Adebimpe, who is now 50, was too young for the first wave of hardcore, but his teen years and introduction to the movement landed him in a prime position for the maturation of that sound in the form of Fugazi—the project helmed by former Minor Threat frontman and hardcore punk pioneer Ian MacKaye. 

Seeking to create something wholly new and separate from the Minor Threat template, MacKaye formed Fugazi in Washington, DC, in 1986, eventually putting out the band’s self-titled debut EP in 1988. The first track on that first record, ‘Waiting Room,’ quite unintentionally and unexpectedly became the band’s permanent signature song; a driving, funk-inflected indie-punk anthem with a heavy ska bass line and a trace of hip-hop style “hype-man” backing vocals provided by Guy Picciotto. Released on MacKaye’s own Dischord label, it was the exact sort of anthem that any misfit 15-year-old—including a Stevie Wonder-loving Nigerian-American kid in western Pennsylvania—could want.

“I remember hearing ‘Waiting Room’ on some college radio program in Pittsburgh, and that was it for me,” Adebimpe told Uncut. “I wanted to know everything about this band, and what I found out was pretty formative in terms of me wanting to make music, or even thinking that I could make music.”
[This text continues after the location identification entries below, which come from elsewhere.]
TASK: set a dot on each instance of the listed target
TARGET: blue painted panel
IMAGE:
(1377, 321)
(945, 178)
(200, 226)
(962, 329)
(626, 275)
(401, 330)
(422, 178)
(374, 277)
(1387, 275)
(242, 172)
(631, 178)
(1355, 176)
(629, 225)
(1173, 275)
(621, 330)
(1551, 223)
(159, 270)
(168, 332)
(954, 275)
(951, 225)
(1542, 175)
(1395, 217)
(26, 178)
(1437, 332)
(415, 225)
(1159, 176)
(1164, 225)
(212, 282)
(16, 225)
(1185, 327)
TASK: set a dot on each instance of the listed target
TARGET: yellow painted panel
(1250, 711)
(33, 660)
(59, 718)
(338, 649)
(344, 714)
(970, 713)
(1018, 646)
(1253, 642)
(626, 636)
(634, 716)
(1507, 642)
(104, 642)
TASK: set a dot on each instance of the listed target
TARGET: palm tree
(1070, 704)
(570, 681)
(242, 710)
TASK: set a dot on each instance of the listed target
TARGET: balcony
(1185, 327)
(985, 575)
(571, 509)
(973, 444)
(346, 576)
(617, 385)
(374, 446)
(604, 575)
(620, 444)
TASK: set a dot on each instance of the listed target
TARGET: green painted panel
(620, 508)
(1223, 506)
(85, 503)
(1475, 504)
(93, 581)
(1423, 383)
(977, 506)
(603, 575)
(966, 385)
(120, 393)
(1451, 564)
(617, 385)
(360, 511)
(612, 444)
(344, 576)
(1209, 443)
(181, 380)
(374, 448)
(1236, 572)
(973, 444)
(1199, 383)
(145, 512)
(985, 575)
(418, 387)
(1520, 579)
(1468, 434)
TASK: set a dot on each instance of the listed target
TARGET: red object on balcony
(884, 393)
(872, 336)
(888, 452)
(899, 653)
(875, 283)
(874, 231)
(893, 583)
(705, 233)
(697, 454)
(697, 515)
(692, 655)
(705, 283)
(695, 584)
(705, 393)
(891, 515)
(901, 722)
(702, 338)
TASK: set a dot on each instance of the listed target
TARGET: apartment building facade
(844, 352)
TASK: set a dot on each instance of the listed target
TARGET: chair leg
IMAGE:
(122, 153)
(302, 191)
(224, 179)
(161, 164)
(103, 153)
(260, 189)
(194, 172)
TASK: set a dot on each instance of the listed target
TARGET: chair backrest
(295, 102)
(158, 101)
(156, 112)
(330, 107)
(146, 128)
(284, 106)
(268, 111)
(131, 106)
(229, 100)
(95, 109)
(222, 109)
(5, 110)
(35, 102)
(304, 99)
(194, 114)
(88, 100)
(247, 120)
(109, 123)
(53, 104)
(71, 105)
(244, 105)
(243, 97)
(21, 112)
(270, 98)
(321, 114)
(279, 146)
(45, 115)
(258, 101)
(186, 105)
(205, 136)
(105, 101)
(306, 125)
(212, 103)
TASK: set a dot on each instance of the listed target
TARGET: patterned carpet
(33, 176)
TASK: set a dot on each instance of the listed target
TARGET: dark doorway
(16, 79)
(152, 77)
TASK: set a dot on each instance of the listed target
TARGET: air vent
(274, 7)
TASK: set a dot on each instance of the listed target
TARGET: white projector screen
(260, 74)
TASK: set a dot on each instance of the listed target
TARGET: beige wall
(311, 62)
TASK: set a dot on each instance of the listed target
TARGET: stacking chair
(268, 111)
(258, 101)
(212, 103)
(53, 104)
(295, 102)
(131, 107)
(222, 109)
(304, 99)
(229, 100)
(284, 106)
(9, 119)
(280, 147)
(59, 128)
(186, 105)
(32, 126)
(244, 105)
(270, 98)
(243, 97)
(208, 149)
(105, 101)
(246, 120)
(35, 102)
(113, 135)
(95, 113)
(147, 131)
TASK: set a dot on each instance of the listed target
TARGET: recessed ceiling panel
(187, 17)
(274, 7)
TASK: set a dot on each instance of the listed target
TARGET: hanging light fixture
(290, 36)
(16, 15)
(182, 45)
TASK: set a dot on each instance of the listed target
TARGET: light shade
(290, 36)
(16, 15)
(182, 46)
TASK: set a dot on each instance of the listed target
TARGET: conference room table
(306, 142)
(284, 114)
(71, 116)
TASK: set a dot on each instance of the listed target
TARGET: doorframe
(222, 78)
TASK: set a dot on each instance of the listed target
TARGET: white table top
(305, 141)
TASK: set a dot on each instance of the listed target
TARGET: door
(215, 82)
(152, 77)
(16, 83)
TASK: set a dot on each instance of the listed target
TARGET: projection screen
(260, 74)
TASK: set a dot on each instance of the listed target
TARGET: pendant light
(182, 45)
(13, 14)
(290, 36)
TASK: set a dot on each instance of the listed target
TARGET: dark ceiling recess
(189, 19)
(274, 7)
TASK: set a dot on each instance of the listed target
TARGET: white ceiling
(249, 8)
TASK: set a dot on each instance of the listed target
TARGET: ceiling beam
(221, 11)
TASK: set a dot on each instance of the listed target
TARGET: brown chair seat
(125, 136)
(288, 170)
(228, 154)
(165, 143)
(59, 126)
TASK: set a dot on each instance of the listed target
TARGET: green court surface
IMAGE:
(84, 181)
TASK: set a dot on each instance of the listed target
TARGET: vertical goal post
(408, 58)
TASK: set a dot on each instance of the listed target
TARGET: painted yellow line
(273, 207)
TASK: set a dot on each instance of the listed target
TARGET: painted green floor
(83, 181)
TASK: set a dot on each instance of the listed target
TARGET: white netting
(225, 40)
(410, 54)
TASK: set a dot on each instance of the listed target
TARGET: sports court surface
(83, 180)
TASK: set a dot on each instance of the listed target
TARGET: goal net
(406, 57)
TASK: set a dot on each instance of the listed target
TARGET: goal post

This is a common theme expressed by people inspired at a young age by punk music, and particularly MacKaye’s progressive, principled take on the art form. Adebimpe was obviously influenced by a wide variety of other music, and cites plenty of fantastic artists in his chat with Uncut, including the aforementioned Mr Wonder, as well as King Sunny Adé, Alice Coltrane, Beastie Boys, Morphine, and Mort Garson. Fugazi, though, was the one that sounded like an open door to participating in music. And ‘Waiting Room’ was the literal space just outside that experience. It’s no coincidence that dozens of artists have covered that track over the past 30 years, from the Red Hot Chili Peppers and Rancid to Arcade Fire, Minus the Bear, Billy Talent, and, naturally, TV On the Radio.

“I saw [Fugazi] in New Haven in 1992 and it was crazy,” said Adebimpe, whose side hustle as an actor has seen him join both the Marvel and Star Wars universes in recent years. “It’s great when a show feels a little bit dangerous, but there’s also a code of conduct. So you can throw yourself around and hopefully everyone’s cool about it.”